The rich benefits come from doing
something that looks like nothing:
Sitting still, being quiet, and breathing
deeply. Meditation works simply but
profoundly by defusing the onslaughts
of life -- a racing mind, busyness,
deadlines, commutes, all of which have
physiological effects on well-being.
Meditation calms the nervous system,
decreases metabolic rate, heart rate, and
blood pressure, and lowers levels of
cholesterol, stress hormones, and free
radicals. It also has a direct effect on
breathing, slowing and deepening
respiration so more oxygen circulates
throughout the body. Not only that,
meditation is said to lessen feelings of
anxiety and depression and improve
memory and concentration. And all of
this culminates in slowing the aging
process, as Chopra notes.
There are many meditation techniques, including focusing on a mantra, a sacred word or phrase, or your breath.
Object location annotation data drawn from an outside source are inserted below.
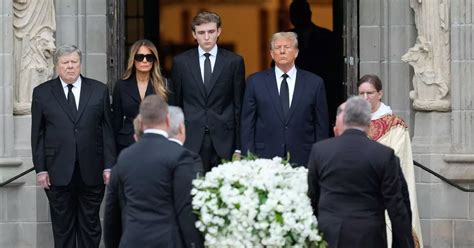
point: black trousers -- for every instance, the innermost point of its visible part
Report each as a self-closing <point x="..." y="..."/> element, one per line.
<point x="208" y="153"/>
<point x="74" y="212"/>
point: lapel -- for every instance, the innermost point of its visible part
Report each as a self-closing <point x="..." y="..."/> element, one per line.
<point x="218" y="67"/>
<point x="86" y="91"/>
<point x="195" y="69"/>
<point x="132" y="88"/>
<point x="58" y="93"/>
<point x="297" y="93"/>
<point x="272" y="89"/>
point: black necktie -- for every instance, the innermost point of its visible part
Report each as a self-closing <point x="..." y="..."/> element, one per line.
<point x="284" y="95"/>
<point x="207" y="69"/>
<point x="71" y="101"/>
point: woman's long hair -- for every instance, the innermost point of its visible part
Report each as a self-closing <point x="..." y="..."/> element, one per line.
<point x="157" y="81"/>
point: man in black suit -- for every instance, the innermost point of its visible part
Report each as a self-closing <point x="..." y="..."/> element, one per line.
<point x="284" y="109"/>
<point x="208" y="84"/>
<point x="73" y="149"/>
<point x="352" y="180"/>
<point x="150" y="188"/>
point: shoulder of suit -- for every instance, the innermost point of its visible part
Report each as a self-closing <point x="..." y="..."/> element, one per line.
<point x="186" y="54"/>
<point x="93" y="82"/>
<point x="266" y="72"/>
<point x="48" y="84"/>
<point x="307" y="74"/>
<point x="122" y="82"/>
<point x="229" y="54"/>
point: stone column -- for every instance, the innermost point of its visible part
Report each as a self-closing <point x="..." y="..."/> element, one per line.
<point x="34" y="25"/>
<point x="443" y="137"/>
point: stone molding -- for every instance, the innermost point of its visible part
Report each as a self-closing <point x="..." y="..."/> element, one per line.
<point x="430" y="57"/>
<point x="34" y="24"/>
<point x="459" y="167"/>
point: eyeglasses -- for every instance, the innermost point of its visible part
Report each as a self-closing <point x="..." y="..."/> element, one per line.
<point x="149" y="57"/>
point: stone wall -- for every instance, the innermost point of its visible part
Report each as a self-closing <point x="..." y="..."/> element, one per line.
<point x="24" y="210"/>
<point x="442" y="141"/>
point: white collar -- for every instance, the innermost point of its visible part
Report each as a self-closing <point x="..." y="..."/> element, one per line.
<point x="291" y="73"/>
<point x="213" y="51"/>
<point x="156" y="131"/>
<point x="77" y="84"/>
<point x="381" y="111"/>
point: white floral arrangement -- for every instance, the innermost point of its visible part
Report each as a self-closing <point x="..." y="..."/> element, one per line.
<point x="255" y="203"/>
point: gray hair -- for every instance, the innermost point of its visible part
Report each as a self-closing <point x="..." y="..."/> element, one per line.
<point x="66" y="49"/>
<point x="284" y="35"/>
<point x="176" y="118"/>
<point x="357" y="113"/>
<point x="153" y="110"/>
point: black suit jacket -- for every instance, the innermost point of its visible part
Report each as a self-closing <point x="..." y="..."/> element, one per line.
<point x="216" y="105"/>
<point x="352" y="180"/>
<point x="266" y="132"/>
<point x="125" y="104"/>
<point x="152" y="181"/>
<point x="55" y="134"/>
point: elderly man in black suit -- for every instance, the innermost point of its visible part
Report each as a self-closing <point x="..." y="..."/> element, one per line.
<point x="284" y="109"/>
<point x="208" y="83"/>
<point x="352" y="180"/>
<point x="150" y="188"/>
<point x="73" y="149"/>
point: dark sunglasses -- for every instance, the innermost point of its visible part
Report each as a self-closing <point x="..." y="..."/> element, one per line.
<point x="149" y="57"/>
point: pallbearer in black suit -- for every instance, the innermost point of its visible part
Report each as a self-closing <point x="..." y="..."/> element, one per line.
<point x="208" y="83"/>
<point x="73" y="149"/>
<point x="284" y="109"/>
<point x="150" y="188"/>
<point x="141" y="78"/>
<point x="352" y="180"/>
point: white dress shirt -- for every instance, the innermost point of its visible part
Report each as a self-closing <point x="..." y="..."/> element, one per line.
<point x="202" y="57"/>
<point x="291" y="80"/>
<point x="76" y="90"/>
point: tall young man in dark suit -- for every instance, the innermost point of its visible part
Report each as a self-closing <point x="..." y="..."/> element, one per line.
<point x="284" y="109"/>
<point x="150" y="188"/>
<point x="73" y="149"/>
<point x="208" y="84"/>
<point x="352" y="180"/>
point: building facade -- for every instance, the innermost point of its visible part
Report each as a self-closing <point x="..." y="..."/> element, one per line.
<point x="421" y="49"/>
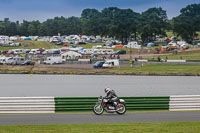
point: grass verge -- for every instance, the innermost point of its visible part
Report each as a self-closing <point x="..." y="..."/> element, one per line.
<point x="164" y="127"/>
<point x="155" y="69"/>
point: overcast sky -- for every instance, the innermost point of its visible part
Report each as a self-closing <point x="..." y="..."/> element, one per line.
<point x="44" y="9"/>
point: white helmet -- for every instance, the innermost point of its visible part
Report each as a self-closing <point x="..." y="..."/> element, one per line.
<point x="107" y="90"/>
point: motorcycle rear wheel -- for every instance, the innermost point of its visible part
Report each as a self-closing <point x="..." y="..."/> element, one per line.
<point x="98" y="109"/>
<point x="122" y="110"/>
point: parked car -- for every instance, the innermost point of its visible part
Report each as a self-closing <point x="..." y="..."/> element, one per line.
<point x="28" y="62"/>
<point x="53" y="60"/>
<point x="16" y="61"/>
<point x="99" y="64"/>
<point x="121" y="52"/>
<point x="111" y="64"/>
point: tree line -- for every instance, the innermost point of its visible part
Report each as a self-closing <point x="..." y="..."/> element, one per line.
<point x="114" y="22"/>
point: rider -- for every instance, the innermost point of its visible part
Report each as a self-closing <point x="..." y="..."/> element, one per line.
<point x="111" y="95"/>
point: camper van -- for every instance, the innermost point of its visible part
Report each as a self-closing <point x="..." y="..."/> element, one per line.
<point x="15" y="61"/>
<point x="133" y="44"/>
<point x="111" y="64"/>
<point x="54" y="60"/>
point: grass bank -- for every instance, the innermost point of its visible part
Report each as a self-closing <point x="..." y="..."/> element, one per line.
<point x="164" y="127"/>
<point x="32" y="45"/>
<point x="157" y="69"/>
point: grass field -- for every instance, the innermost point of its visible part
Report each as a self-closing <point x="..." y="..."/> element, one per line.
<point x="32" y="45"/>
<point x="163" y="127"/>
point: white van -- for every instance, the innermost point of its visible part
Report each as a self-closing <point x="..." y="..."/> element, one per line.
<point x="111" y="64"/>
<point x="53" y="60"/>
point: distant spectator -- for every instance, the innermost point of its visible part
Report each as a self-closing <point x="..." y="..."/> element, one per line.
<point x="118" y="57"/>
<point x="166" y="58"/>
<point x="110" y="56"/>
<point x="159" y="59"/>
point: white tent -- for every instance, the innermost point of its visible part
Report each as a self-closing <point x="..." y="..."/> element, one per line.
<point x="71" y="55"/>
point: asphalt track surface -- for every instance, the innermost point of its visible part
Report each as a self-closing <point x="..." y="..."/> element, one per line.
<point x="38" y="119"/>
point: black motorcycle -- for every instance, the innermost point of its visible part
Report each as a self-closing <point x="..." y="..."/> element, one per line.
<point x="104" y="104"/>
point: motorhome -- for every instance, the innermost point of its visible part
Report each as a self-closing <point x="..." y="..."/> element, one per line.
<point x="15" y="61"/>
<point x="133" y="44"/>
<point x="54" y="60"/>
<point x="19" y="51"/>
<point x="103" y="51"/>
<point x="111" y="64"/>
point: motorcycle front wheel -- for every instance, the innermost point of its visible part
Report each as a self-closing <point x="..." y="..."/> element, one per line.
<point x="98" y="109"/>
<point x="122" y="109"/>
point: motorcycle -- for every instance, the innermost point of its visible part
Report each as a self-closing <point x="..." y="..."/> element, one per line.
<point x="104" y="104"/>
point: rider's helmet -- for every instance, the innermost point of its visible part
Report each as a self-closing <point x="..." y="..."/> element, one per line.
<point x="107" y="90"/>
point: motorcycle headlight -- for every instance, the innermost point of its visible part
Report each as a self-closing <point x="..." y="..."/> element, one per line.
<point x="105" y="100"/>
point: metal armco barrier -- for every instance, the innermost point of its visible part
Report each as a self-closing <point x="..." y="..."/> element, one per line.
<point x="65" y="104"/>
<point x="27" y="105"/>
<point x="184" y="102"/>
<point x="70" y="104"/>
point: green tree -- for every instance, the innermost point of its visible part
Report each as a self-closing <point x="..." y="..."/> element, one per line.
<point x="187" y="23"/>
<point x="153" y="22"/>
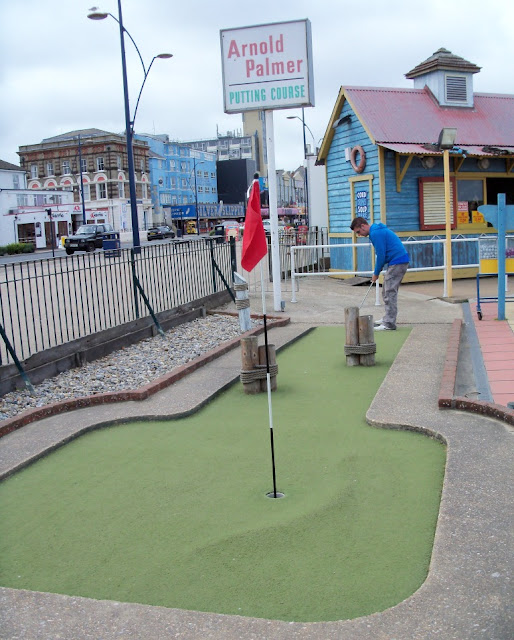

But the basic intent of all meditation is focus and attention. And it doesn't take hours a day in an ashram to meditate effectively. Benefits kick in with even a short period of devoted time.
How to begin? Wear comfortable, unrestrictive clothes, sit on a cushion or chair with your back straight (think once again, comfort), rest your hands on your legs, let your eyes go soft and out of focus or close them, breathe slowly and deeply, and -- the hardest part -- attempt to empty your mind of thoughts and quiet the internal dialogue. When thoughts flit through your mind, let them pass without judging them and come back to your focus (your mantra, counting, etc.) and breathing.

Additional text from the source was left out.